Oloron will some day be an artists’ resort, but it hasn’t been exploited as such yet. It sits delightfully on the banks of the two Gaves, and has all the picturesqueness that old tumble-down Gothic and Renaissance houses and bridges can suggest, the whole surrounded with a verdure and a rocky setting which is “all things to all (painter) men.”
In reality Oloron is a triple city, each quite distinct from one another: Sainte-Marie, the episcopal city, with the cathedral and the bishop’s palace; Sainte-Croix, the old feudal bourg; and the Quartier Neuve, the quarter of the railway station, the warehouses and all the smug commercialism which has spoiled many a fair landscape elsewhere.

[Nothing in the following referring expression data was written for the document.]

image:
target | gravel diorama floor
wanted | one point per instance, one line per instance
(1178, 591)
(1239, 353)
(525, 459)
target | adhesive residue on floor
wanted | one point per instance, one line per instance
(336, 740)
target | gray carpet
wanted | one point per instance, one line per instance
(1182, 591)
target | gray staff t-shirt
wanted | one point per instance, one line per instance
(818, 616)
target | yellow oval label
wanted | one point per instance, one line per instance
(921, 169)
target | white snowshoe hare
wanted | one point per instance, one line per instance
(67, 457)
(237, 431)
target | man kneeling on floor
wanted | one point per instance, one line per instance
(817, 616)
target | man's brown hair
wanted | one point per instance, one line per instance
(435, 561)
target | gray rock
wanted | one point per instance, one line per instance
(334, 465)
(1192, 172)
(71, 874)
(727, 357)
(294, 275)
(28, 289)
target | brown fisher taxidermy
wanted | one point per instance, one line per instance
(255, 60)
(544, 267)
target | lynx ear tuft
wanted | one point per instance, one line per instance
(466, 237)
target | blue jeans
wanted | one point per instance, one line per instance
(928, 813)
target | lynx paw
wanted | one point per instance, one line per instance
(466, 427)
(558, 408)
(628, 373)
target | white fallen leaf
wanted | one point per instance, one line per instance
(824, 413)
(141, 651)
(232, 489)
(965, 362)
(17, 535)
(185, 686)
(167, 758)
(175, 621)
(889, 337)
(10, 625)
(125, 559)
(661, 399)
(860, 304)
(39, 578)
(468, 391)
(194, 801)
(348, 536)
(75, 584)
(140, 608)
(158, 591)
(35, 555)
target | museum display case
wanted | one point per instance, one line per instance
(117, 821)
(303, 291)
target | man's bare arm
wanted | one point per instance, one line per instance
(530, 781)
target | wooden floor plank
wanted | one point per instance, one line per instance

The feudal Sainte-Croix has character; the episcopal Sainte-Marie dignity. In Sainte-Croix the houses rise up from the surface of the Gave in the most entrancing, damp picturesqueness imaginable as the waters flow swiftly down towards Orthez. Back from the river, the houses are mounted on tortuous hillsides, with narrow, silent streets, as if they and their inhabitants all lived in the past. On the very crest of the hill is the Église Sainte-Croix, founded in the ninth century by one of the Vicomtes de Béarn, a monument every whit as interesting as the great cathedral lower down.
The diocese of Saint-Marie d’Oloron was the least wealthy of any of mediæval France. Its government allowance was but thirteen thousand francs, and this sum had to be divided with the Bishop of Lescar. On the other hand, the city of Oloron itself was important and wealthy in its own right.
In the Faubourg of Sainte-Croix one remarks as real a mediævalism as exists anywhere in France to-day. Its streets are narrow and silent, and therein are found many examples of domestic habitations dating back to Roman times. These are very rare to-day, even in southern Gaul, where the hand of progress is supposed to be weak. Interspersed with these Romanesque houses are admirable works of the Gothic and Renaissance periods. There is very little that is modern.
Of the old city walls but little evidence remains. A kind of rampart is seen here and there built into other structures, and one, at least, of the watch-towers is left, of the dozen or more that once existed. Sainte-Croix still has, however, an archaic aspect which bids fair not to change within the lives of the present generation.
The chief industries of Oloron are the making of espadrilles, and the weaving of “toile du Béarn,” a species of linen with which housewives all over these parts stock their linen closets once in a lifetime, and which lasts till they die, or perhaps longer, and is handed down to their daughters and granddaughters.
Another echo of Protestantism in Béarn still reverberates at Oloron. A one-time Bishop of Oloron, a protégé of Marguerite de Navarre, became a disciple of Martin Luther. He was named Roussel, and had been a professor of philosophy in the University of Paris. He had travelled in Germany, had met Luther, and had all but accepted his religion, when, returning to Béarn, he came into favour with the learned Marguerite, who nominated him Bishop of Oloron. He hesitated between the two religions, knowing not which to take. Meantime he professed both one and the other; in the morning he was for Rome, and in the evening for Luther; and preaching thus in the churches and temples he became a natural enemy of both parties. One day he was summarily despatched by a blow with a hatchet which one of his parishioners had concealed upon his person as he came to church. For this act the murderer was, in the reign of Henri IV, made Bishop of Oloron in the unworthy Roussel’s place.